John Spenkelink was not physically abused in the days just before his execution last May 25, but he was denied many of the rights provided by law and regulations for condemned men.

Those are the basic findings of a 97-page report delivered today by a two-man investigating team appointed by Florida Gov. Robert Graham. The report was sharply critical of superintendent David Brierton as the man largely responsible for the denial of Spenkelink's rights at the Florida state prison at Raiford.

Graham has ordered Corrections Secretary Louie Wainwright to respond in writing to the report by Oct. 15.

Brierton, meanwhile, was promoted this week to the job of inspector general of the prison system.

The investigating committee consisted of Graham's inspector general, Dick Williams, and Miami attorney Irwin J. Block, an outspoken opponent of the death penalty.

The investigation was precipitated by a letter from an anonymous death row inmate to a student newspaper in Tallahassee, the Florida Flambeau. The inmate cited reports from other inmates and prison guards that Spenkelink was wrestled to the floor by guards who tried to stuff "gobs of cotton" into his rectum just before he was led to the execution chamber.

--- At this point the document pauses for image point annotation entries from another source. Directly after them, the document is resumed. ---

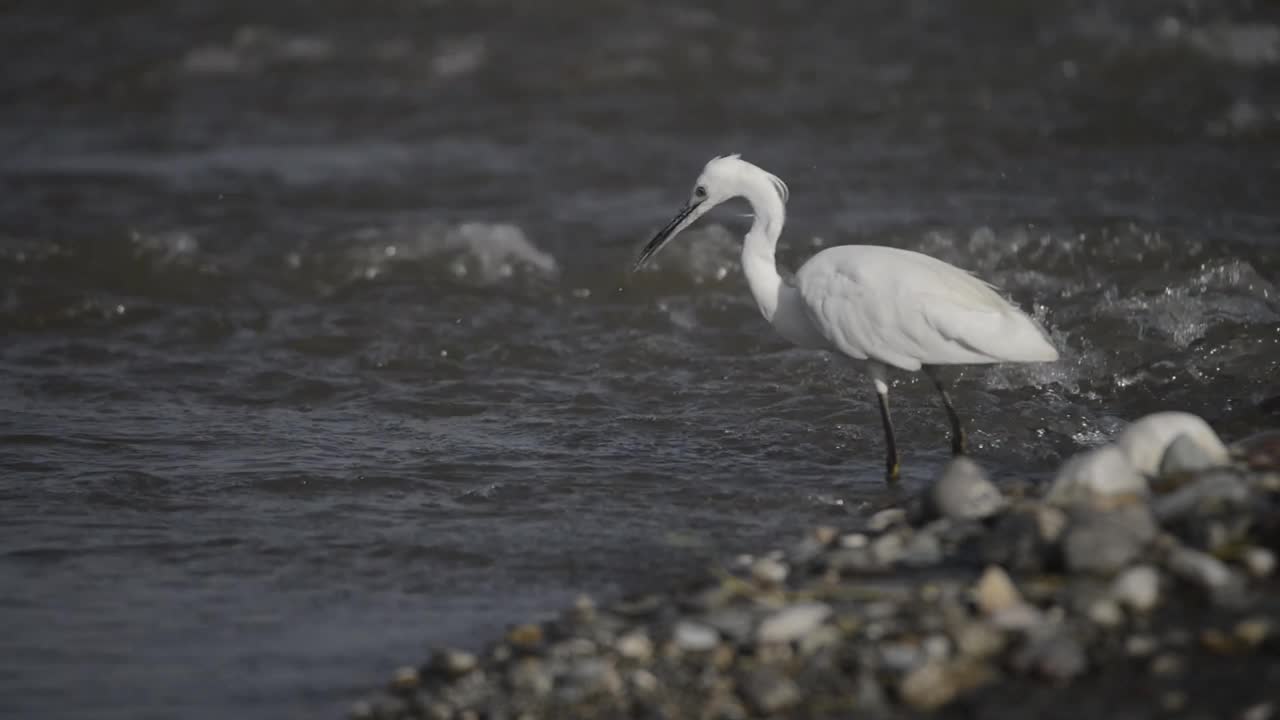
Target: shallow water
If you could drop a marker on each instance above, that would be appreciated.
(320, 350)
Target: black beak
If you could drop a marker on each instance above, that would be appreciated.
(663, 236)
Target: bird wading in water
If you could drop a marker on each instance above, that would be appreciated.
(881, 305)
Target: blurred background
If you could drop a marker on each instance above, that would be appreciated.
(319, 347)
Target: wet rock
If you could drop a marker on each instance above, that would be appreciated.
(1206, 572)
(768, 572)
(737, 624)
(964, 492)
(694, 637)
(1052, 654)
(526, 638)
(635, 646)
(886, 519)
(792, 623)
(995, 592)
(769, 691)
(1016, 542)
(1187, 455)
(1106, 542)
(1137, 588)
(928, 687)
(1211, 491)
(529, 677)
(1260, 451)
(452, 662)
(1101, 478)
(1144, 441)
(1258, 561)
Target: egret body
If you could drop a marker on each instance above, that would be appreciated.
(883, 306)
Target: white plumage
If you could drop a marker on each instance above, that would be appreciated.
(881, 305)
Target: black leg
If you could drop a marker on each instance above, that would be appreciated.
(890, 445)
(958, 437)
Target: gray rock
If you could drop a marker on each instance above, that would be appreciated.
(694, 637)
(1208, 573)
(886, 519)
(1137, 588)
(1144, 441)
(1260, 561)
(1104, 542)
(635, 646)
(735, 623)
(964, 492)
(1054, 654)
(792, 623)
(1101, 478)
(452, 662)
(1208, 491)
(1185, 454)
(768, 572)
(769, 691)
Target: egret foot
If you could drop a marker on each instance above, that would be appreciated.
(959, 445)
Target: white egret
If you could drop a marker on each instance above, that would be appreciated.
(883, 306)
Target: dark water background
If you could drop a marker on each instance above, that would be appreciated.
(318, 347)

The report said there was no evidence this had happened but cited a list of other violations and irregular practices. It found that, among other things:

Spenkelink was denied the right to make a final statement.

He was refused any opportunity to talk to the press.

His mother and other female visitors were subjected to vaginal and rectal body searches before they could visit.

He was denied visits by a minister of his choice until his lawyers threatened to hold a news conference.

He was not allowed to inventory or sign an inventory of his personal property.

His address book, with some personal notes, was confiscated and is still missing.

The legally required autopsy was not performed.

Official witnesses were not allowed to see him brought into the execution chamber.

The committee rejected as untrue a charge that Spenkelink was gagged with adhesive tape before being led to the execution chamber.It cited the report of a witness.

The investigators also rejected reports that Spenkelink fought with guards who were trying to prepare him for execution by shaving his head and leg, or that his body was stripped, dumped into a shower stall and scrubbed before being turned over to an undertaker.